News (USA)

Lesbian coach sues Catholic school that fired her for having a wife

A highly-regarded coach and school counselor is fighting back after losing her job at her Catholic alma mater for being married to a woman, The Record reports.

Kate Drumgoole, 33, the former basketball coach and the Dean of Guidance for Paramus Catholic High School in New Jersey has filed a lawsuit against the school alleging that the school, its president, and the Archdiocese of Newark illegally discriminated against her for being a lesbian and caused intentional emotional distress.

Drumgoole said she didn’t talk about her wife at work and that only one co-worker knew about her marriage.

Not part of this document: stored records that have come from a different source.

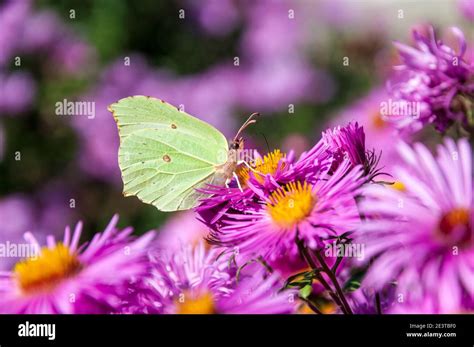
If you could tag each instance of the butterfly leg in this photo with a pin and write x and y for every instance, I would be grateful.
(247, 164)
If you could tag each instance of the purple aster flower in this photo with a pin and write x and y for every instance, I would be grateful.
(269, 172)
(434, 84)
(310, 212)
(181, 229)
(422, 235)
(17, 92)
(349, 142)
(196, 280)
(216, 17)
(67, 278)
(379, 132)
(367, 301)
(467, 9)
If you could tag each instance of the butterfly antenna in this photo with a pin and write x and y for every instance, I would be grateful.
(265, 138)
(250, 120)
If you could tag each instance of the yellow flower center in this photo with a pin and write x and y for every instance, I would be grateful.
(201, 304)
(266, 165)
(377, 121)
(47, 270)
(291, 204)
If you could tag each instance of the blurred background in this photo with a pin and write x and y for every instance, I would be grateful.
(304, 65)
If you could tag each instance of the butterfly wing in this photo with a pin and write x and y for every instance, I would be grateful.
(165, 154)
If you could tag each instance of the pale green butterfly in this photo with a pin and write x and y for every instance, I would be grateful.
(166, 154)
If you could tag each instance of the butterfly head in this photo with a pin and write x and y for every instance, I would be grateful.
(237, 144)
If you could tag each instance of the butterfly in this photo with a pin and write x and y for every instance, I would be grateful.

“I’m a private person,” Drumgoole told The Record. “Particularly when you work with adolescents, I believe your private life should be private.”

So how did the school find out about her marriage? According to the Drumgoole, things started to unravel after Elaine Vanore, her wife’s sister, create a Facebook account from which she sent photos of the couples 2014 wedding to pages associated with the college as well as its president after getting into an argument with her sister.

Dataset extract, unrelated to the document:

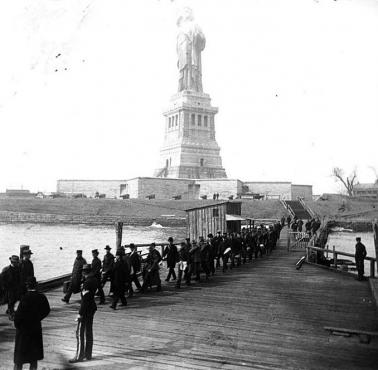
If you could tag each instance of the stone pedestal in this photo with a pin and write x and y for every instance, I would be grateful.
(190, 149)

Vanore faces allegations of emotional distress and unlawful interference with Drumgoole’s employment. Her attorney denies the allegations. But just days after the messages were sent, Drumgoole says she was suspended without reason and barred from coaching a basketball game that evening.

But it’s not as simple as violating a school or church policy and facing the consequences, Drumgoole says. In a court filing, she noted that her firing could be retaliatory. Drumgoole says she recently told school administrators that two Paramus Catholic employees sexually abused three teenage students during a trip to Europe in 2011.

She also says the school’s policies are being unevenly applied, claiming that other staff engage in behaviors that are against church doctrine, include getting divorced, having children out of wedlock, extra-marital cohabitation, and sharing nude photos of another teacher.

“There are people who are living lives that go against the tenets of the church and they’re still employed there,” Drumgoole told The Record.

In the wake of her unexpected firing, Drumgoole has received moral support from students’ parents, current and former school staff, and others.

“I can’t even pick a word. I was shocked, upset, annoyed,” Al Roth, the girls basketball coach who preceded Drumgoole and coached her when she played ball, told The Record. “She, within the building, did nothing wrong but continue to be a perfect role model.”

He added that while he was raised Catholic and is therefore familiar with the doctrines, Drumgoole has earned his loyalty.

“When I lost my wife two years ago, she could not have been more supportive,” he said. “She visited my wife while I worked and on weekends.”

For now, the beloved educator says she lined up a temporary teaching job in a public school, covering for someone’s maternity leave.